Hatırlıyor musun birkaç yıl önce bir kitap fuarında şiirlerimi anlatırken dinleyenlere ”Her şeyin kirlendiği, kirletildiği, insanları yalan makineleriyle kontrol altına alıp etkisizleştirdikleri bir dönemde şiir yazmasak ne yaparız Müjdat? Kuşların, böceklerin, çiçeklerin imdadına nasıl koşarız şiir yazmasak bi söyle? Cesedi kıyıya vuran bir bebeği yaşatmak için fidan diksek yeşerir mi şiir olmayınca… Zeytinin gözyaşlarını silebilir miyiz? ” dediğini hatırlıyor musun ağabey ? ve devam etmiştin;

”Ve çiçeğinde bir şairi düşündüm. Yani seni Müjdat! Sonra dönüp senin şiirlerini okudum, yeni çıkacak olan kitabında yer alacak olan şiirlerini.
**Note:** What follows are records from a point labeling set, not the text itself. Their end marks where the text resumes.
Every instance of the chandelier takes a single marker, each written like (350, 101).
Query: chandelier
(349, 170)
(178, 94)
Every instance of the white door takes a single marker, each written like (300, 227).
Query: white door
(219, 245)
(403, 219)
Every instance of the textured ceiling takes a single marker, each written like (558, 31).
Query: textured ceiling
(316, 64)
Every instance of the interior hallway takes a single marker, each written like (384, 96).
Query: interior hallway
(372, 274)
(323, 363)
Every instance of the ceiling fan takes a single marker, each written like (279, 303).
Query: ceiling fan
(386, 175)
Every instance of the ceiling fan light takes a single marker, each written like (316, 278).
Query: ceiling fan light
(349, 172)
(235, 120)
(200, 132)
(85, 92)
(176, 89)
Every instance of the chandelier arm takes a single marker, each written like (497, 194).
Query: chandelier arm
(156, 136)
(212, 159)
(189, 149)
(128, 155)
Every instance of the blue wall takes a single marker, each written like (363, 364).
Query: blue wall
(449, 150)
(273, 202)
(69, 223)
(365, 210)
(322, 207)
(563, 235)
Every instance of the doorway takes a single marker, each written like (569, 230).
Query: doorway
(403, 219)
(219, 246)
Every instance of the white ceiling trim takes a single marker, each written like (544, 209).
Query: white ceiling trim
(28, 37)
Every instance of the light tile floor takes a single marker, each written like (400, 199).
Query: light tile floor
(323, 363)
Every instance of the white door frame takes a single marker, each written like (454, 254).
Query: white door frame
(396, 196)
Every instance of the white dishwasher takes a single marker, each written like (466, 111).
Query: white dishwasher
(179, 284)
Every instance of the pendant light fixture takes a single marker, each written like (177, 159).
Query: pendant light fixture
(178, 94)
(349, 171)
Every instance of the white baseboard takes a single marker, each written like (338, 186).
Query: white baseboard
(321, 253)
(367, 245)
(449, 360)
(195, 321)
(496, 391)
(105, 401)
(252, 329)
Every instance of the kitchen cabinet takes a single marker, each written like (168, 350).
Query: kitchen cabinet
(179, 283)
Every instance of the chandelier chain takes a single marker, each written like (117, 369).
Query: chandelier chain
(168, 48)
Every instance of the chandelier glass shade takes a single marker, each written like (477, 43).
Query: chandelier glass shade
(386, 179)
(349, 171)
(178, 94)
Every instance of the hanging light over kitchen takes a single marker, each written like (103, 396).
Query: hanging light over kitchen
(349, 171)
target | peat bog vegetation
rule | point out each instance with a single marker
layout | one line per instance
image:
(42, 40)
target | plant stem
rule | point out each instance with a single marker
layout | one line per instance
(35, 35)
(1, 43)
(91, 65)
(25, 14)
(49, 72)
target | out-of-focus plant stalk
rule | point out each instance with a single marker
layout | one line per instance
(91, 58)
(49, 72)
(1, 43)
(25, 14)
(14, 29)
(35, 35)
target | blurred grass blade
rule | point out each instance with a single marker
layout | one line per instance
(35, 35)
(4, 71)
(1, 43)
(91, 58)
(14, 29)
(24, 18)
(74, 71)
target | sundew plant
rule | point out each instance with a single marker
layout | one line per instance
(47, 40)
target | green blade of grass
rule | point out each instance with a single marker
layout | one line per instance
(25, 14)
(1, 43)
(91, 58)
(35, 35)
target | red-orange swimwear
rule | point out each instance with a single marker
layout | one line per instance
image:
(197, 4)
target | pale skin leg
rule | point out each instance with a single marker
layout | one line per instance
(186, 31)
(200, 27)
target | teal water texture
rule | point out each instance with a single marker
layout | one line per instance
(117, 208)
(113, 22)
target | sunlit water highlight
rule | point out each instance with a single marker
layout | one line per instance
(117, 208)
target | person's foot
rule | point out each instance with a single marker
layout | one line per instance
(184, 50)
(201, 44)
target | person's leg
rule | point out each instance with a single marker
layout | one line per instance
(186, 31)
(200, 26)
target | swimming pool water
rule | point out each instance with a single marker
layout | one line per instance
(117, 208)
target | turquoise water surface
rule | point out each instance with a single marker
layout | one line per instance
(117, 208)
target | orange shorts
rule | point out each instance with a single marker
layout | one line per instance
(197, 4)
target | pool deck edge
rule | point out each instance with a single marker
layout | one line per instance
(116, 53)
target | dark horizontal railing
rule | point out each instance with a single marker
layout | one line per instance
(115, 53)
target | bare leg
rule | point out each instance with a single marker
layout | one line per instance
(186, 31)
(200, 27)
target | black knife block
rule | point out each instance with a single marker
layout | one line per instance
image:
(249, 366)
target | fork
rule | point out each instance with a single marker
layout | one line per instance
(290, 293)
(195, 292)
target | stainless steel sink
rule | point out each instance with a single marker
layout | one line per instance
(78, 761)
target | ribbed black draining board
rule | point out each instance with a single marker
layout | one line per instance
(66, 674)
Sözcüklerden dünyaya, insana sesleniyorsun, inan bana yanmış yıkılmış evlerini bacaları yeniden tütüyor şiirlerini okudukça, gökyüzüne ektiğin çiçekler silahlardan önce davranıp kana bulanmasını önlüyor dünyanın… Aşk kazanıyor, barış kazanıyor… Aşk olsun sana Müjdat… Aşk olsun!”

Aşk oldu ağabey…Biz en güzel düşümüze kavuştuk, şiirle, aşkla… Ve yürüyoruz yürek yüreğe, daha yaşanılabilir bir dünya düşü için. Kalemimiz zeytin dalı, beyaz önlüğümüz güvercin….

Şimdi biz ağabey, barışa, insanlığın büyük bayramına hasret çocuklarının coğrafyasından, gününü değil, kendisini kucaklayacağımız yarınlar düşlüyoruz, neresinde olursa olsun dünyanın, kimden kime gelirse gelsin ölüme karşın yaşamdan yana…

yani ağabey, ”yeryüzü aşkın yüzü oluncaya dek!”

“öyle ya
her şairin bir ahı var

kimse ölmesin
aşktan ölene kadar”

Dünya barış gününde, barışa , bayrama hasretle !

Şiir kardeşin, insanlığın küçük oğlu Müjdat Güven …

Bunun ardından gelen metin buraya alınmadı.